Newton's method; Jacobian (1)

Nonlinear eq.no \( i \) has the structure

 
$$ \begin{align*} F_i &= A_{i,i-1}(u_{i-1},u_i)u_{i-1} + A_{i,i}(u_{i-1},u_i,u_{i+1})u_i +\\ &\qquad A_{i,i+1}(u_i, u_{i+1})u_{i+1} - b_i(u_i) \end{align*} $$

 

Need Jacobian, i.e., need to differentiate \( F(u)=A(u)u - b(u) \) wrt \( u \). Example:

 
$$ \begin{align*} &\frac{\partial}{\partial u_i}(A_{i,i}(u_{i-1},u_i,u_{i+1})u_i) = \frac{\partial A_{i,i}}{\partial u_i}u_i + A_{i,i} \frac{\partial u_i}{\partial u_i}\\ &\quad = \frac{\partial}{\partial u_i}( \frac{1}{2\Delta x^2}(-\dfc(u_{i-1}) + 2\dfc(u_{i}) -\dfc(u_{i+1})) + a)u_i +\\ &\qquad\frac{1}{2\Delta x^2}(-\dfc(u_{i-1}) + 2\dfc(u_{i}) -\dfc(u_{i+1})) + a\\ &\quad =\frac{1}{2\Delta x^2}(2\dfc^\prime (u_i)u_i -\dfc(u_{i-1}) + 2\dfc(u_{i}) -\dfc(u_{i+1})) + a \end{align*} $$

 

Newton's method; Jacobian (2)

The complete Jacobian becomes (make sure you get this!)

 
$$ \begin{align*} J_{i,i} &= \frac{\partial F_i}{\partial u_i} = \frac{\partial A_{i,i-1}}{\partial u_i}u_{i-1} + \frac{\partial A_{i,i}}{\partial u_i}u_i + A_{i,i} + \frac{\partial A_{i,i+1}}{\partial u_i}u_{i+1} - \frac{\partial b_i}{\partial u_{i}}\\ &= \frac{1}{2\Delta x^2}( -\dfc^{\prime}(u_i)u_{i-1} +2\dfc^{\prime}(u_i)u_{i} -\dfc(u_{i-1}) + 2\dfc(u_i) - \dfc(u_{i+1})) +\\ &\quad a -\frac{1}{2\Delta x^2}\dfc^{\prime}(u_{i})u_{i+1} - b^{\prime}(u_i)\\ J_{i,i-1} &= \frac{\partial F_i}{\partial u_{i-1}} = \frac{\partial A_{i,i-1}}{\partial u_{i-1}}u_{i-1} + A_{i-1,i} + \frac{\partial A_{i,i}}{\partial u_{i-1}}u_i - \frac{\partial b_i}{\partial u_{i-1}}\\ &= \frac{1}{2\Delta x^2}( -\dfc^{\prime}(u_{i-1})u_{i-1} - (\dfc(u_{i-1}) + \dfc(u_i)) + \dfc^{\prime}(u_{i-1})u_i)\\ J_{i,i+1} &= \frac{\partial A_{i,i+1}}{\partial u_{i-1}}u_{i+1} + A_{i+1,i} + \frac{\partial A_{i,i}}{\partial u_{i+1}}u_i - \frac{\partial b_i}{\partial u_{i+1}}\\ &=\frac{1}{2\Delta x^2}( -\dfc^{\prime}(u_{i+1})u_{i+1} - (\dfc(u_{i}) + \dfc(u_{i+1})) + \dfc^{\prime}(u_{i+1})u_i) \end{align*} $$

 

Newton's method; nonlinear equations at the end points

 
$$ \begin{align*} F_i &= -\frac{1}{2\Delta x^2} ((\dfc(u_i)+\dfc(u_{i+1}))(u_{i+1}-u_i) - (\dfc(u_{i-1})+\dfc(u_{i}))\times \\ &\qquad (u_{i}-u_{i-1})) + au_i - f(u_i) = 0 \end{align*} $$

 

At \( i=0 \), replace \( u_{-1} \) by formula from Neumann condition.

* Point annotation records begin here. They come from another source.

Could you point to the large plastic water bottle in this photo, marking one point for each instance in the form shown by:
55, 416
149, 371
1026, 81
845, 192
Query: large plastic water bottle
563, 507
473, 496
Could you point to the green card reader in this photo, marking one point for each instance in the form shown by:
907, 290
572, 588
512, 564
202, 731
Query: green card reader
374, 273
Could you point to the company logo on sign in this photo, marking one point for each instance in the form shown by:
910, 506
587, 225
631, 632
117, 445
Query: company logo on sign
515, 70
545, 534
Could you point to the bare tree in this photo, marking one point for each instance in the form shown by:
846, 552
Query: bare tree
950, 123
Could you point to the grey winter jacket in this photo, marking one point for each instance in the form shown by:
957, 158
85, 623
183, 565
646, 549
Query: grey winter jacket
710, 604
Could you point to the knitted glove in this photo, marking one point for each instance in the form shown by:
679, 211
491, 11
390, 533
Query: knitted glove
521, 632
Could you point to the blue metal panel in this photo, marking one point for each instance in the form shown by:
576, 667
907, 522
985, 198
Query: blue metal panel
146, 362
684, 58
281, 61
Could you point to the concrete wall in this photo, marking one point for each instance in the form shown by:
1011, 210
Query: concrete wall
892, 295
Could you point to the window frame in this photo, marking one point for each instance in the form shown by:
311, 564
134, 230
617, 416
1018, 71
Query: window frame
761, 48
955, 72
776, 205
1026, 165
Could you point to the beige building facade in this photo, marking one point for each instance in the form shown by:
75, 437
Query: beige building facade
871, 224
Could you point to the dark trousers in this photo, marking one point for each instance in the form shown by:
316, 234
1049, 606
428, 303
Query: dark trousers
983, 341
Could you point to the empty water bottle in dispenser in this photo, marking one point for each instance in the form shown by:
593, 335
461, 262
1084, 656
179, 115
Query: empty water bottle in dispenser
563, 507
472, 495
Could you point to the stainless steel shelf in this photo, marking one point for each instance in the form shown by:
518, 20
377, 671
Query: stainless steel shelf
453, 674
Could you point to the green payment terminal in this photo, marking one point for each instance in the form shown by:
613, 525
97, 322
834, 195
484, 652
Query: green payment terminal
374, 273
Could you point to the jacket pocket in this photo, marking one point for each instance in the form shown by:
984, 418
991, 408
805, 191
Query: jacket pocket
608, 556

  1. Exclude Dirichlet condition as separate equation: replace \( u_i \), \( i=N_x \), by \( D \) in \( F_{i} \), \( i=N_x-1 \)
  2. Include Dirichlet condition as separate equation:

 
$$ F_{N_x}(u_0,\ldots,u_{N_x}) = u_{N_x} - D = 0\tp$$

 

Note: The size of the Jacobian depends on 1 or 2.

Galerkin-type discretizations

  • \( V \): function space with basis functions \( \baspsi_i(x) \), \( i\in\If \)
  • Dirichlet conditionat \( x=L \): \( \baspsi_i(L)=0 \), \( i\in\If \) (\( v(L)=0\ \forall v\in V \))
  • \( u = D + \sum_{j\in\If}c_j\baspsi_j \)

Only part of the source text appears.